Now we can visualize thos cluseters!

plt.scatter(df_clustering_std['x'], df_clustering_std['y'], c=df_clustering_std['cluster'])
plt.show()

with `2` clusters

km = KMeans(n_clusters=2, max_iter=300, random_state=None)
df_clustering_std['cluster'] = km.fit_predict(df_clustering_std[features_to_explore])

pca = decomposition.PCA(n_components=2, whiten=True)
pca_results = pca.fit_transform(df_clustering_std[features_to_explore])

df_clustering_std['x'] = pca_results[:,0]
df_clustering_std['y'] = pca_results[:,1]

plt.scatter(df_clustering_std['x'], df_clustering_std['y'], c=df_clustering_std['cluster'])
plt.show()

with `4` clusters

km = KMeans(n_clusters=2, max_iter=300, random_state=None)
df_clustering_std['cluster'] = km.fit_predict(df_clustering_std[features_to_explore])

pca = decomposition.PCA(n_components=2, whiten=True)
pca_results = pca.fit_transform(df_clustering_std[features_to_explore])

df_clustering_std['x'] = pca_results[:,0]
df_clustering_std['y'] = pca_results[:,1]

plt.scatter(df_clustering_std['x'], df_clustering_std['y'], c=df_clustering_std['cluster'])
plt.show()

Optimal Number of Clusers

Two find the optimal number of clusters we can user below two methods:

Elbow Method
Silhouette Coefficient

Elbow Method

from sklearn.cluster import KMeans

Sum_of_squared_distances = []

# Use k from 1 to 15
K = range(2,10)
for k in K:
    km = KMeans(n_clusters=k, max_iter=300, random_state=None)
    km = km.fit(df_clustering_std[features_to_explore])
    # Get sum of square distances by applying km.inertia_ 
    Sum_of_squared_distances.append(km.inertia_)

# Plot Results
plt.plot(K, Sum_of_squared_distances, marker='o')
plt.xlabel('k')
plt.ylabel('Sum_of_squared_distances')
plt.title('Elbow Method For Optimal k')
plt.show()

From the elbow we can say that the optimal number of clusters are most likely the 6. The curve decreases strongly from \(k = 2\) to \(k = 6\), meaning each additional cluster gives a meaningful improvement. After \(k = 6\), the decrease becomes much smaller and flatter, so adding more clusters gives only limited extra benefit. That point is the “elbow,” where improvement starts slowing down.

Silhouette Coefficient

from sklearn.metrics import silhouette_samples,silhouette_score

for n_cluster in range(2, 11):
    kmeans = KMeans(n_clusters=n_cluster).fit(df_clustering_std[features_to_explore])
    label = kmeans.labels_
    sil_coeff = silhouette_score(df_clustering_std[features_to_explore], label, metric='euclidean')
    print("For n_clusters={}, The Silhouette Coefficient is {}".format(n_cluster, sil_coeff))

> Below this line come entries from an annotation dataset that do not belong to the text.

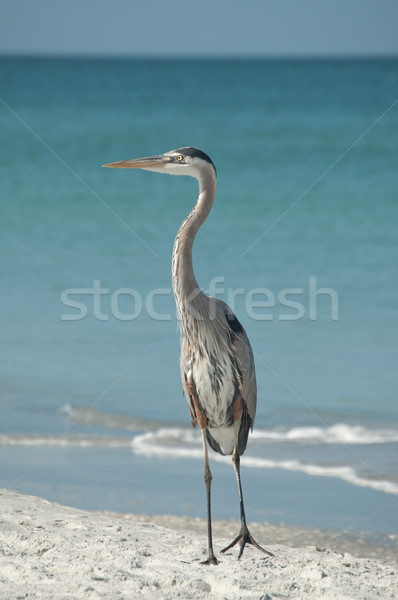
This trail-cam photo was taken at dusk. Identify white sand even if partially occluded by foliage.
[0,490,398,600]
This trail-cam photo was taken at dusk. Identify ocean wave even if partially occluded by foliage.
[131,428,398,494]
[251,423,398,445]
[0,433,131,448]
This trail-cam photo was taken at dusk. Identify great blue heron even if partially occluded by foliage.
[105,148,273,565]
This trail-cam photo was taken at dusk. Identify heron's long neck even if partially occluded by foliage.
[172,174,216,325]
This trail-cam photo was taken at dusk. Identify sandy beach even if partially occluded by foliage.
[0,490,398,600]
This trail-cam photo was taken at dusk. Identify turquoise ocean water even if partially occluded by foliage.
[0,58,398,535]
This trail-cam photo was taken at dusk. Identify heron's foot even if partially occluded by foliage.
[200,552,219,565]
[221,525,274,560]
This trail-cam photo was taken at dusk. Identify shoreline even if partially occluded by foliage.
[0,490,398,600]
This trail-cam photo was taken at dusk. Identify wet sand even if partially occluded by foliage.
[0,490,398,600]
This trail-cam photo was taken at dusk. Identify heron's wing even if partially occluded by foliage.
[226,309,257,427]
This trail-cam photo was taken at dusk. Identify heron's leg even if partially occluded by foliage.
[221,420,274,559]
[201,427,218,565]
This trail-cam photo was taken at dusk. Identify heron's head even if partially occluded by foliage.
[104,148,216,179]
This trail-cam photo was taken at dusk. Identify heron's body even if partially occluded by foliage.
[106,148,270,564]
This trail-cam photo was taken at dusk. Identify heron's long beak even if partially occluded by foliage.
[103,155,170,170]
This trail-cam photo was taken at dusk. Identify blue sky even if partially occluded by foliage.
[0,0,398,56]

For n_clusters=2, The Silhouette Coefficient is 0.7012956947526441
For n_clusters=3, The Silhouette Coefficient is 0.24990718237250678
For n_clusters=4, The Silhouette Coefficient is 0.26405335168674987
For n_clusters=5, The Silhouette Coefficient is 0.25176450237685666
For n_clusters=6, The Silhouette Coefficient is 0.2729099044337999
For n_clusters=7, The Silhouette Coefficient is 0.15348811540236773
For n_clusters=8, The Silhouette Coefficient is 0.1613343232209698
For n_clusters=9, The Silhouette Coefficient is 0.17235250026465657
For n_clusters=10, The Silhouette Coefficient is 0.16996664692148394

Which is the optimal number?

Profiling the Segments

Let’s stick with the 3 clusters

km = KMeans(n_clusters=3, max_iter=300, random_state=None)
df_clustering_std['cluster'] = km.fit_predict(df_clustering_std[features_to_explore])

pca = decomposition.PCA(n_components=2, whiten=True)
pca_results = pca.fit_transform(df_clustering_std[features_to_explore])

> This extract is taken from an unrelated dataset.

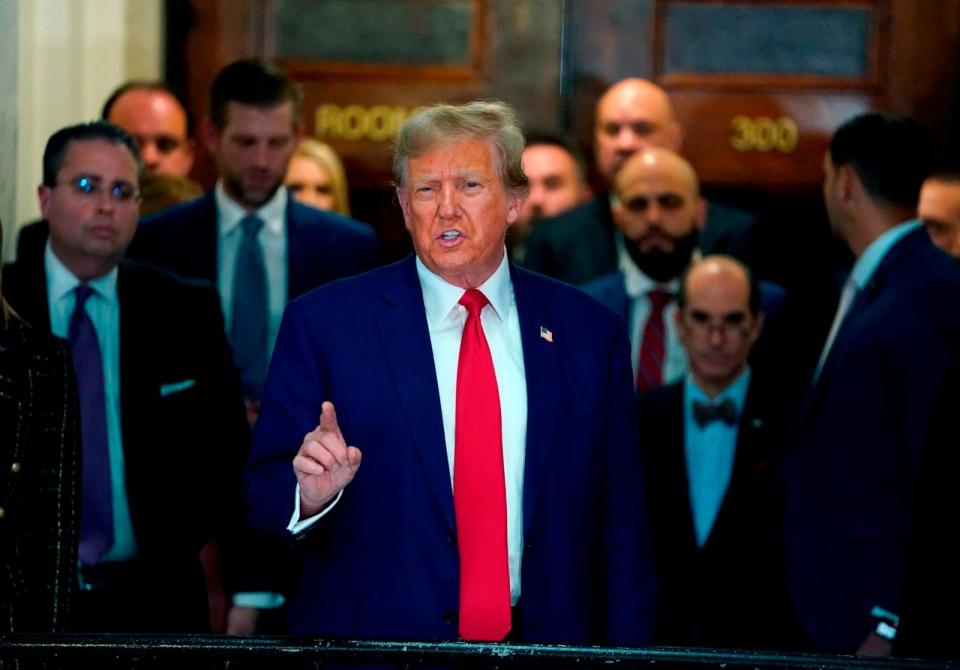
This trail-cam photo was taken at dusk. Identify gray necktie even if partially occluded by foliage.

df_clustering_std['x'] = pca_results[:,0]
df_clustering_std['y'] = pca_results[:,1]

plt.scatter(df_clustering_std['x'], df_clustering_std['y'], c=df_clustering_std['cluster'])
plt.show()

We will merge the two dataframes based on a common column user_location_city

Tthe average characteristics of each cluster.
Each row represents the typical behavior of customers/searches that belong to that cluster.

K-Means groups observations around cluster centers, also called centroids. Therefore, these values can be interpreted as the average profile of each cluster.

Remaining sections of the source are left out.